娘の成長を見守る日々は幸せな一時でした。ふと「私の人生、これでいいのだろうか」と心の声が聞こえるときもありましたが、知らぬふりをしてきました。母として、妻として、嫁としての務めを果たすべく、自分を押し殺して生きてきたのです。
残念ながら、夫や義実家との関係は良好とはいえず、夫が精神疾患で退職したときに別居。48歳で高校生の娘と二人暮らしに。その後、夫と死別し、シングルマザーになりました。
母の役割はあるにせよ、娘はもう大きいので手がかかりません。妻や嫁の立場に縛られていた以前と比べ、自由な時間が増えた気がしました。

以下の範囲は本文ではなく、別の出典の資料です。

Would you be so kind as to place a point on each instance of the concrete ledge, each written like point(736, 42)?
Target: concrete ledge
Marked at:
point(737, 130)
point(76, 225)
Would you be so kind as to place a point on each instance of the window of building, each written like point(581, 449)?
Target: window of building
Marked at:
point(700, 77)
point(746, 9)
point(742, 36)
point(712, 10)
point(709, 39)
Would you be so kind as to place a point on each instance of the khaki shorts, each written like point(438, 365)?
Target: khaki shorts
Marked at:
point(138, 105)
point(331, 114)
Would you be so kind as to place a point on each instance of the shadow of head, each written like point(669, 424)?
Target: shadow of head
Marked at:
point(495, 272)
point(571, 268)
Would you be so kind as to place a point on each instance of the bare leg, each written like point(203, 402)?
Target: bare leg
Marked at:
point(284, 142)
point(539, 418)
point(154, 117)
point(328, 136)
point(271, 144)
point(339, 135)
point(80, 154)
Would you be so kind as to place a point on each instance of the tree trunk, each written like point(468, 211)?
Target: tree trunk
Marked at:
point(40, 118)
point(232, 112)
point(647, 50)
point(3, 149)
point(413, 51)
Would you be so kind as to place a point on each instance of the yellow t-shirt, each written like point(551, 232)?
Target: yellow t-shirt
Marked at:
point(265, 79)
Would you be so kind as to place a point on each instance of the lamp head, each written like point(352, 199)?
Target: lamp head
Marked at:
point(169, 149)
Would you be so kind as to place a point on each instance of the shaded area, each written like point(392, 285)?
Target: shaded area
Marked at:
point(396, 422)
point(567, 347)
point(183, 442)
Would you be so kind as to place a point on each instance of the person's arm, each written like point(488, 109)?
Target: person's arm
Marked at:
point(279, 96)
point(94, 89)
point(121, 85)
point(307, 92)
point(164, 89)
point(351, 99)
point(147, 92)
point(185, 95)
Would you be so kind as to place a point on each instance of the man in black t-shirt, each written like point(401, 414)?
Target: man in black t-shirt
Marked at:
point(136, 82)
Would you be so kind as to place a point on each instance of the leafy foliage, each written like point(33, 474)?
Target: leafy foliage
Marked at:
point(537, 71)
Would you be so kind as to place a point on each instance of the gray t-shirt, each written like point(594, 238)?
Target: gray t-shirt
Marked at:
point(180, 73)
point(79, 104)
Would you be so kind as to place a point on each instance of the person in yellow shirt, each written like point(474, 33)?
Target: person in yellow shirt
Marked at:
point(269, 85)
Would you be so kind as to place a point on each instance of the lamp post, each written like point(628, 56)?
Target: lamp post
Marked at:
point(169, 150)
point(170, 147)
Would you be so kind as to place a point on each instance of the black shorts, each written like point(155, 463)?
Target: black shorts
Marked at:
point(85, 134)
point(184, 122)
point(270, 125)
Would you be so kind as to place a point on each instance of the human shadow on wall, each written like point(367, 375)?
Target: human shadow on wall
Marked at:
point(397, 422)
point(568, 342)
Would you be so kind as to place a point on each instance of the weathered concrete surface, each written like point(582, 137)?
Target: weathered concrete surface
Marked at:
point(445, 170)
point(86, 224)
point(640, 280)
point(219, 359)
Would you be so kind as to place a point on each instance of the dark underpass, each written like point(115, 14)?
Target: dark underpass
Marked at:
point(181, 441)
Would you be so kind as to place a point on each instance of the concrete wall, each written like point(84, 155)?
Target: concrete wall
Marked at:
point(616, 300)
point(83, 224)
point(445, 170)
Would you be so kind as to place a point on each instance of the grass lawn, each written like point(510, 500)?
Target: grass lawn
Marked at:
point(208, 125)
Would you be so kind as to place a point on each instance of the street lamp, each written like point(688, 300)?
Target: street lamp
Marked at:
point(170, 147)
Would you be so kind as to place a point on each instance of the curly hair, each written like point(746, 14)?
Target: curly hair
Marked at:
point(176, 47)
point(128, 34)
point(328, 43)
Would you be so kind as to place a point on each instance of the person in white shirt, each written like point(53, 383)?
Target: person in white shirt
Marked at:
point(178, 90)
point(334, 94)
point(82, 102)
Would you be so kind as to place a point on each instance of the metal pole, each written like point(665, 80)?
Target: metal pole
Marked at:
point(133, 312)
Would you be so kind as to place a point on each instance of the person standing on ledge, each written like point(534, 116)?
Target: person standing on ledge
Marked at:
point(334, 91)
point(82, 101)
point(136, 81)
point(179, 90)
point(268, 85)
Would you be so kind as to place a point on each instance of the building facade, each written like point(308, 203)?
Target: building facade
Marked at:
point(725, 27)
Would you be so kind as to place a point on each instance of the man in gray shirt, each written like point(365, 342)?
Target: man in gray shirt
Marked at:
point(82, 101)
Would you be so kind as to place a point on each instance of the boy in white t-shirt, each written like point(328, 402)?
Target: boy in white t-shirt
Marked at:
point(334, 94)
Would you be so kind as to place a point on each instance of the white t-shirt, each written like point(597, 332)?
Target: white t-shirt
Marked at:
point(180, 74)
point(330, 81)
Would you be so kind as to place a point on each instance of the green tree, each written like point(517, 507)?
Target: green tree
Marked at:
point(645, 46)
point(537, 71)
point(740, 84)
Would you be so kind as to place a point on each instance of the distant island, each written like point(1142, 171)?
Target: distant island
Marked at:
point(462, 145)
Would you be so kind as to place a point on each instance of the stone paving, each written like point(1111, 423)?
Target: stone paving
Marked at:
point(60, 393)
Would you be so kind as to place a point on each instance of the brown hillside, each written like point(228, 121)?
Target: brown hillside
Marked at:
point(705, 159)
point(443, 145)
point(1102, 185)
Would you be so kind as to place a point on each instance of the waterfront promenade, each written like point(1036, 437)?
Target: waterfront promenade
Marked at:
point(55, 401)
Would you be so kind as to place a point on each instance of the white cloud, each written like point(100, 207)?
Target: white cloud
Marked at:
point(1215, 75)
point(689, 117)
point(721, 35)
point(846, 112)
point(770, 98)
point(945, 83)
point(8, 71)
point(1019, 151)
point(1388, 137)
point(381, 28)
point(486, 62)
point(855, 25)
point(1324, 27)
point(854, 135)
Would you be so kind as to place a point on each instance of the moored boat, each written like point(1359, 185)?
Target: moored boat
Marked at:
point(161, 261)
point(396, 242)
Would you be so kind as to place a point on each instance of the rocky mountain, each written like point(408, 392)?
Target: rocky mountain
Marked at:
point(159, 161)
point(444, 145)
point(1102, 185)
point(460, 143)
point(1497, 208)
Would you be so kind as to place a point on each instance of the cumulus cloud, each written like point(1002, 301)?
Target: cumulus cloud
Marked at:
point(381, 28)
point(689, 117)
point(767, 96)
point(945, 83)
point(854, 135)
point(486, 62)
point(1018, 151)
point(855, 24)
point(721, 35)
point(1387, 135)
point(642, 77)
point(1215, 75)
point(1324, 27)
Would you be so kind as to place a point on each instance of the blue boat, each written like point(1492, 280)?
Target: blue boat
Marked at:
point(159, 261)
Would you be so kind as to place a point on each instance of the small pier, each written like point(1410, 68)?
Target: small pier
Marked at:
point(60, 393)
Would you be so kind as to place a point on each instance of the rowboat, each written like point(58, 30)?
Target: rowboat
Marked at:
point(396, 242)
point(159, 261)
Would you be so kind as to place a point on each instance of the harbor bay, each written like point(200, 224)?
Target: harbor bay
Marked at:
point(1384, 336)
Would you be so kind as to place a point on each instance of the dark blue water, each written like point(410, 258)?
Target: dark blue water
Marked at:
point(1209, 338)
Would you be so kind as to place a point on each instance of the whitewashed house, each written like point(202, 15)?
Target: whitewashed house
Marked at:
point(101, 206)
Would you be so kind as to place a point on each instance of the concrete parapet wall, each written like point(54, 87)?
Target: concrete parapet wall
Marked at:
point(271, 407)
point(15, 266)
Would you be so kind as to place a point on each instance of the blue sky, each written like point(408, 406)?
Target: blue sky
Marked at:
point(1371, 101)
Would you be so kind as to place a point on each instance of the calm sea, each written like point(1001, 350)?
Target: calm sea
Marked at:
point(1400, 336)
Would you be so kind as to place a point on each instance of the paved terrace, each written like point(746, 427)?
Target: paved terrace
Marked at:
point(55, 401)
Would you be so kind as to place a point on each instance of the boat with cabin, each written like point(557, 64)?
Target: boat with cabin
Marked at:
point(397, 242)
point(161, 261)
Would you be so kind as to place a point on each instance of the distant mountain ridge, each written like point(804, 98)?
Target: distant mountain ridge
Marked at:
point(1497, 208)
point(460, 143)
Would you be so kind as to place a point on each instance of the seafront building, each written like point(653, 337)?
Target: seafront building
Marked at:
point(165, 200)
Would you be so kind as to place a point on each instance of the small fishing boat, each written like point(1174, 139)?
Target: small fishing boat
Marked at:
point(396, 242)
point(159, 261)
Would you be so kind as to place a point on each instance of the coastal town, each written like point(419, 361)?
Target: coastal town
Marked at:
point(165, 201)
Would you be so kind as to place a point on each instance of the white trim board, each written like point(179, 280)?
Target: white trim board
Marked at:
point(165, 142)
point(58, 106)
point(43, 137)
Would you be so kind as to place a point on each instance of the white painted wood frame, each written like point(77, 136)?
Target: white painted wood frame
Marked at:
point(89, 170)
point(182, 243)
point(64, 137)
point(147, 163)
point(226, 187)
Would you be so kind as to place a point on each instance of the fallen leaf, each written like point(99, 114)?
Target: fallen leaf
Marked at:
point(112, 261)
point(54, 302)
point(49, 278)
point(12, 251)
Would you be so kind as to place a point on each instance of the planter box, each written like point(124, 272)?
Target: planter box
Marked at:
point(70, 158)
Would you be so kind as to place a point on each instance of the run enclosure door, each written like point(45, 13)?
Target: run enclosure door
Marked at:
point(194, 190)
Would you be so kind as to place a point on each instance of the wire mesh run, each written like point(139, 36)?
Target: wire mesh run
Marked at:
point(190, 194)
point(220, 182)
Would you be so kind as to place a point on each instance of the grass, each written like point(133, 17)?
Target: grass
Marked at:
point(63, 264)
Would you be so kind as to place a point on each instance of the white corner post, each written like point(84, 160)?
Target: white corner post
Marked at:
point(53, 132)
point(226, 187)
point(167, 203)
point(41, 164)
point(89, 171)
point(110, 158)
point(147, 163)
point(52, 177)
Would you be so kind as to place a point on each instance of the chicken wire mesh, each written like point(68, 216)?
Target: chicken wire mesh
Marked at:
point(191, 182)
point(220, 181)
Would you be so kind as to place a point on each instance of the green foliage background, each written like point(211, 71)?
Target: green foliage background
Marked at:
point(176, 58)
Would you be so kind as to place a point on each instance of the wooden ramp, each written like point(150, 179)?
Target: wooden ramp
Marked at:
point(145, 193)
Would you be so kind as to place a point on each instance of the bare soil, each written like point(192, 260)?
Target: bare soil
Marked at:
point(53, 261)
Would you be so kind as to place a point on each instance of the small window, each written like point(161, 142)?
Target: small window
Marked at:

あんなに待ち望んでいた自由な日々。なのに私は「何をすればいいんだろう……」と立ちすくんでしまったのです。
そのとき、50歳。おそらく初めて自分の人生と向き合いました。
「昔、何をやりたかったんだっけ?」
「どんな大人になりたいって思ってた……?」
自問自答を重ね、今までの人生で叶えられなかった「いつかの夢」を思い出すことから、私の「人生全回収」はスタートしました。
50代こそ「やりたかったこと全回収」を始めるべき理由
50代は、まだまだ身体も頭も元気です。しかし、定年を意識し始めたり、子どもが巣立ったり、親の介護が始まったり、大きなライフイベントが相次いで起こる時期でもあります。
そのため、つい自分のことを後回しにしてしまう方は多いのではないでしょうか。
しかし私は、50代こそが自分のやりたかったこと、好きなことを「全回収」できる最後のチャンスだと思っています。
「定年になってからやろう」「夫に時間ができたら、二人でやろう」と思っていても、どんな60代を迎えられるか未来のことは誰にも分かりません。もしかしたら、自分や家族が病気になるかもしれない、突然亡くなるということもあり得ます。
特に私の場合は、娘が命に関わる大きな病気をしたり、夫が若くして亡くなったり、幾度となく「死」と深く向き合ってきた経験があるからこそ、心の底からそう思うのです。
まずはやりたいことを叶えるため、何か一つでも行動してみてください。そのときから人生は確実に好転していくでしょう。
「行動」さえすれば、必ず「結果」が得られるのです。